OBJECTIVE OF THE INVENTION
[0014] An objective of the present invention is to provide a process for development of a new generation advanced polycarboxylate ether (APCE) superplasticizer.
[0015] Another objective of the present invention is to provide APCE superplasticizer which is bio-based and having more than one biomaterial as a starting material.
[0016] Another objective of the present invention is to provide APCE which aims to provide longer workability, high water reduction, high early strength, good dispersion and also provide excellent rheology by suppressing water bleeding thereby improving strength of cement composites.

SUMMARY OF THE INVENTION
[0017] The present invention relates to a process for preparing bio-based, new generation advanced polycarboxylate ethers (APCE) superplasticizer, having more than one biomaterial as a starting material.

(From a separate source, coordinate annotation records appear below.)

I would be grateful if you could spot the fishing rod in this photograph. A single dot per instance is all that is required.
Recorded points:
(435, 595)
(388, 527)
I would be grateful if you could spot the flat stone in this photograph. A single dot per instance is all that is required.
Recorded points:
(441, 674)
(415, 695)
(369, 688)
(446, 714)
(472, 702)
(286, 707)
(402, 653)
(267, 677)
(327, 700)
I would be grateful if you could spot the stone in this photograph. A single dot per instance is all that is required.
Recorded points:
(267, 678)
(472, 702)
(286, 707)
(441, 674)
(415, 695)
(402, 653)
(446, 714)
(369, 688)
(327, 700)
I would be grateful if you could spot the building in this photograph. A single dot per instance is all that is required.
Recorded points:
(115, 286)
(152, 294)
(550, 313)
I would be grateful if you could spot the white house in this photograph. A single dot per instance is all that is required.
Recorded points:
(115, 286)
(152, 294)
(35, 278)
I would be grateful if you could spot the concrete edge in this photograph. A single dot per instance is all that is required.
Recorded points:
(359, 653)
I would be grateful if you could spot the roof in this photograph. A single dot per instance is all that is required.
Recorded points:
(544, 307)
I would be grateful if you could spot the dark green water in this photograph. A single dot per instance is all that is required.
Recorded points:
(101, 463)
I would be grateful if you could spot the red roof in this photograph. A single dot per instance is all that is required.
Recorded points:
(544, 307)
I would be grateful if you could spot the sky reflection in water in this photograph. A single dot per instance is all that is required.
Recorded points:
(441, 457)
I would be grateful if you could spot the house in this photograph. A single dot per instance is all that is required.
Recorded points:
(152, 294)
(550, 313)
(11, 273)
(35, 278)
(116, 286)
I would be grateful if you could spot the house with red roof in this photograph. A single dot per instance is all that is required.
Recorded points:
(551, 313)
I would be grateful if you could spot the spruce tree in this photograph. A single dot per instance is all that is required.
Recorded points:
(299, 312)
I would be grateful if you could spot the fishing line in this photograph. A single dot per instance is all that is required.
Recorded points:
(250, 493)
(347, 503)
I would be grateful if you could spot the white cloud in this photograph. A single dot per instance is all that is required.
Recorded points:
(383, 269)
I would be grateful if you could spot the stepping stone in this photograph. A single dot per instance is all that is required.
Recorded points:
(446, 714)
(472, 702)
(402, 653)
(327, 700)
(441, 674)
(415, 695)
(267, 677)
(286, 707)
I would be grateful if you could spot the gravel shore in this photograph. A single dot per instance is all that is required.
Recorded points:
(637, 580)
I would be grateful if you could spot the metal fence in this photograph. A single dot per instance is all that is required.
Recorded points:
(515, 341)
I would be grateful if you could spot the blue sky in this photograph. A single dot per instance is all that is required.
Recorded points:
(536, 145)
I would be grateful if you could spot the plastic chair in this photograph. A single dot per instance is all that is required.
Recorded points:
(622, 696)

[0018] In an aspect, the present invention relates to a process for preparing polycarboxylate ethers wherein the process comprises the step of reacting more than one biomaterial as a starting material.

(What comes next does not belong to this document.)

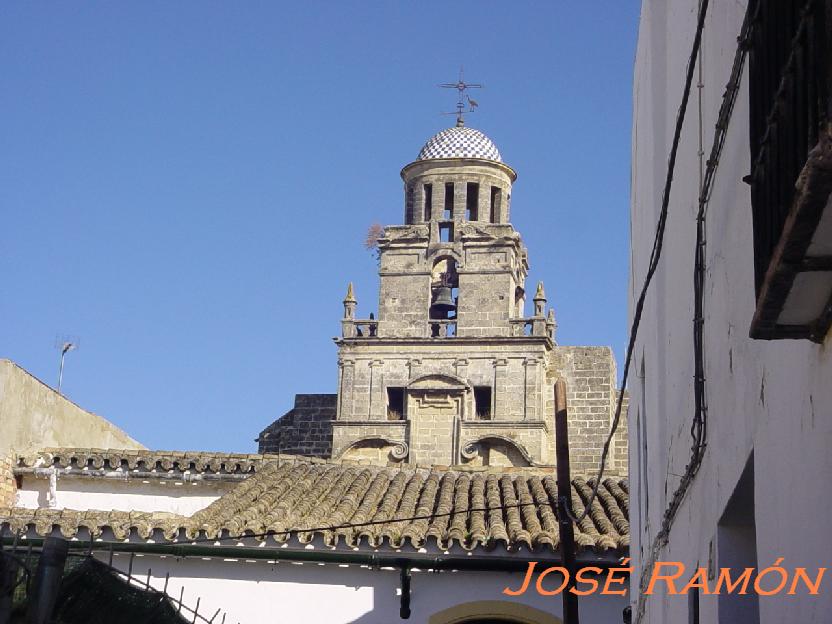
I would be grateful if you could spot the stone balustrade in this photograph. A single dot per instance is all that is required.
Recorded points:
(359, 328)
(442, 328)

[0019] In an aspect, the present invention relates to a process for preparation of polycarboxylate ethers superplasticizer comprising the steps of:
a) adding more than one biomaterial into deionized water under nitrogen atmosphere;
b) adding hydrogen peroxide to a mixture obtained in step (a) to obtain a reaction mixture;
c) adding carboxylic acid, mercaptoacetic acid and ascorbic acid to the reaction mixture of step b); and
d) neutralizing the reaction mixture of step (c) to pH in a range of 5.8 to 6.8 to obtain the polycarboxylate ethers superplasticizer.
[0020] In an aspect of the present invention, the biomaterial is alkyl acrylamide monomer, or vinyl polyethylene glycol.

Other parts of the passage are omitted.